Online marketplaces boost Singapore retailers sales

More Singapore retailers are using online marketplaces to ramp up their e-commerce activities.

Such sites as Amazon, Lazada, Qoo10 and Tmall offer them a low-cost way to reach new customers and expand globally, reports The Straits Times.

An example is 9 Degrees Freedom, which makes tennis performance sensor Qlipp. It lists its products on Amazon and with online electronics retailer Newegg so it can reach customers in the US.

“We knew from the start that most of our market is not in Singapore,” says CEO Dr Donny Soh, who developed the technology for Qlipp while he was a scientist at the Agency for Science, Technology and Research.

A gadget that can be attached to the strings of a tennis racquet, Qlipp records data such as stroke type, swing speed and ball spin. The company is focussing on the US, Canadian and European markets, and more than 80 per cent of its sales come from outside Singapore.
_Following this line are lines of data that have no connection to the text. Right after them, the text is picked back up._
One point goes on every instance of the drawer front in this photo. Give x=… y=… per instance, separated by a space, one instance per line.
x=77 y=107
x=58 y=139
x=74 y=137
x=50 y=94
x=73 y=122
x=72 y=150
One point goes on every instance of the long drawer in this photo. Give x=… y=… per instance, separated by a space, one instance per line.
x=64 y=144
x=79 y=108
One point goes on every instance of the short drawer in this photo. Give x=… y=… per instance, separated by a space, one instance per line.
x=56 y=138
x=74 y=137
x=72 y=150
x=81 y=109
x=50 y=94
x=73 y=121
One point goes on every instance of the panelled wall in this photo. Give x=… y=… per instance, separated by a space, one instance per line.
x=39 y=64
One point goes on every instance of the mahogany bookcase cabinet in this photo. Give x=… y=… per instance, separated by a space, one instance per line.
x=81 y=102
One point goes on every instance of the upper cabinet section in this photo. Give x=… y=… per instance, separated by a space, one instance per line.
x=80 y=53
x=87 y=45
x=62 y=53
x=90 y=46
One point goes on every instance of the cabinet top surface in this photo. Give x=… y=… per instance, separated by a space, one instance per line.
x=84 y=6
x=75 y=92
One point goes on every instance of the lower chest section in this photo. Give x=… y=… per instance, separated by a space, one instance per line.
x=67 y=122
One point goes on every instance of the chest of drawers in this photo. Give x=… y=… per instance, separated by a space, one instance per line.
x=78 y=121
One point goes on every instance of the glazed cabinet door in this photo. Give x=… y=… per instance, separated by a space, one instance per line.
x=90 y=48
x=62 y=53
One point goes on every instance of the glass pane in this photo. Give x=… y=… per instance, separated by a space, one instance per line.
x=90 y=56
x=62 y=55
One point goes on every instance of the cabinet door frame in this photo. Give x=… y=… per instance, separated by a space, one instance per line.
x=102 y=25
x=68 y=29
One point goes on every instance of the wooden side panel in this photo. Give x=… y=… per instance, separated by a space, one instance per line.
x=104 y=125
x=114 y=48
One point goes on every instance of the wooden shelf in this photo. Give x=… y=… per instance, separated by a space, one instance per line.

In Canada and Europe, Qlipp is sold in bricks-and-mortar stores by retailers and distributors. The company reported $300,000 in revenue last year – double that of 2015 – and hopes to double that again this year on the back of distribution opportunities in Europe.

Motherswork, a one-stop shop for mothers and children, is another Singapore company seeking growth through online marketplaces.

CEO Sharon Wong, who started the business nearly 20 years ago when she first became a mother, says the company did not rush into e-commerce “because people tend to expect a discount for products they buy online”.

“We registered our own website, but more for PR and marketing; it wasn’t our core business. We continued to grow our stores and opened in China in 2012,” she says.

Motherswork has four stores in Singapore and eight in China, but the retail slowdown last year prompted Wong to scale back on new stores. The company re-launched its website to add an online store, and also listed products on marketplaces including Lazada, RedMart and China’s Tmall Global.

Retailers need to see their online presence as more than just a way to sell products, says group director Lee Yee Fung of the lifestyle business group at International Enterprise (IE) Singapore.

“It is also a channel for brand discovery, consumer interaction, analytics and feedback. With this, retailers can then access more detailed analytics of consumer behaviour.

“This knowledge can enable retailers to create the right experience for consumers by balancing physical and online strategies.”